Re-frame Your Feedback

I have a leadership challenge for you. You will need to execute this challenge at the most foundational level of the leadership experience — in the one-on-one relationships you have with individuals on your team or in the company. The challenge relates to feedback.

I’ve found over the years that giving feedback is often not the favorite part of the leadership conversation. I believe this is true because for many of us feedback means hearing something negative. We only think about giving feedback when it’s about what someone is not doing well or about a mistake that person made or about what that person needs to do to improve. For the next week, my challenge to you is to make

Feedback = Positive

One of the things research has proven over and over again. but hasn’t seemed to make it into leaders’ thinking is the power of positive feedback. Several years ago The Corporate Leadership Council did research on the impact of one-hundred-plus performance management practices on bottom-line results and employee satisfaction. Positive feedback was one of seven practices that had significant impact on both results and satisfaction, and the impact was far greater than feedback that was focused on the negative. The ratio of positive feedback and developmental feedback that seems to have the biggest impact is about 4:1 (i.e., 4 positive, 1 negative).

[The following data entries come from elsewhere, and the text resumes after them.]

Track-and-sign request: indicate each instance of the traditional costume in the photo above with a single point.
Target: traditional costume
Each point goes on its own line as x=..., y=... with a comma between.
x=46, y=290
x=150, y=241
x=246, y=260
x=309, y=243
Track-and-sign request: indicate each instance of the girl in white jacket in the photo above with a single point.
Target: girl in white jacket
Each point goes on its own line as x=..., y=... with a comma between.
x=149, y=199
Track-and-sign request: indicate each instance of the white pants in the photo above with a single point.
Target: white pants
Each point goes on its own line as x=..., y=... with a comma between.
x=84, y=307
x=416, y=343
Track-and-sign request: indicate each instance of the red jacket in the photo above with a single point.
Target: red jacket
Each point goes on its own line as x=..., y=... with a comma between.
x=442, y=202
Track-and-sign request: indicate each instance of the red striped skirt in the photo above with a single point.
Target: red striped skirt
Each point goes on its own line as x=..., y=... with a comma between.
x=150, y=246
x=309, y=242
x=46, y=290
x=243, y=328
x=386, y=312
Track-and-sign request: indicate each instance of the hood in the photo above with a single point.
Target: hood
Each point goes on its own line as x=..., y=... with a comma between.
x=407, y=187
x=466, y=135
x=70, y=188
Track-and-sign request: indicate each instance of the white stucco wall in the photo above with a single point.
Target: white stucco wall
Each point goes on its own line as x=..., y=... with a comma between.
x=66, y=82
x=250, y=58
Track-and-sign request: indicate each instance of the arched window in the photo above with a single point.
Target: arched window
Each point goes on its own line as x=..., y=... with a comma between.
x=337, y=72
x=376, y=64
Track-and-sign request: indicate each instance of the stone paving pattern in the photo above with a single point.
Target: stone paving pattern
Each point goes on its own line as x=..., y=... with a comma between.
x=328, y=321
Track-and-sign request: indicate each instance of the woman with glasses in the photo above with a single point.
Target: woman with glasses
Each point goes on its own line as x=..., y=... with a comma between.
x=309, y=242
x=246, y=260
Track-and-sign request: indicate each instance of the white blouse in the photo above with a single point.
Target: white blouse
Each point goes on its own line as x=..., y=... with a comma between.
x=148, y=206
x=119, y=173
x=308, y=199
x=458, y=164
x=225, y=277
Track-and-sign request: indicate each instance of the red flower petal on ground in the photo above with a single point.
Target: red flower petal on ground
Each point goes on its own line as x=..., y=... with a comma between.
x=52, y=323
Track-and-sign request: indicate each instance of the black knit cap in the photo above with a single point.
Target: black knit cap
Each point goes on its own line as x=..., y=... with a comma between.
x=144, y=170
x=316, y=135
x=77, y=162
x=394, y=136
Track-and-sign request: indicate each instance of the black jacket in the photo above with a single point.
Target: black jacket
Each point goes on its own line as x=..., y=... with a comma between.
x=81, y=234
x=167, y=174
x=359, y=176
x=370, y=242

So, your challenge is to catch people doing something right this week. Focus on a couple of team members and try to get close to the 4:1 ratio.

When you provide your positive feedback, remember a couple of guidelines:

  • The feedback should be specific and situational. Tell them the specific situation you are talking about.
  • It should focus on behavior. What did they do or say that created a positive result?
  • It should describe the impact of their behavior. What was the positive impact they created? How did it affect you or the team or the company or the customer.
  • Avoid vague feedback like “great job” or “way to go.” One of the reasons to give positive feedback is to help someone replicate the behavior and results in the future. If he’s not sure what you’re talking about, it’s harder for him to make it happen again.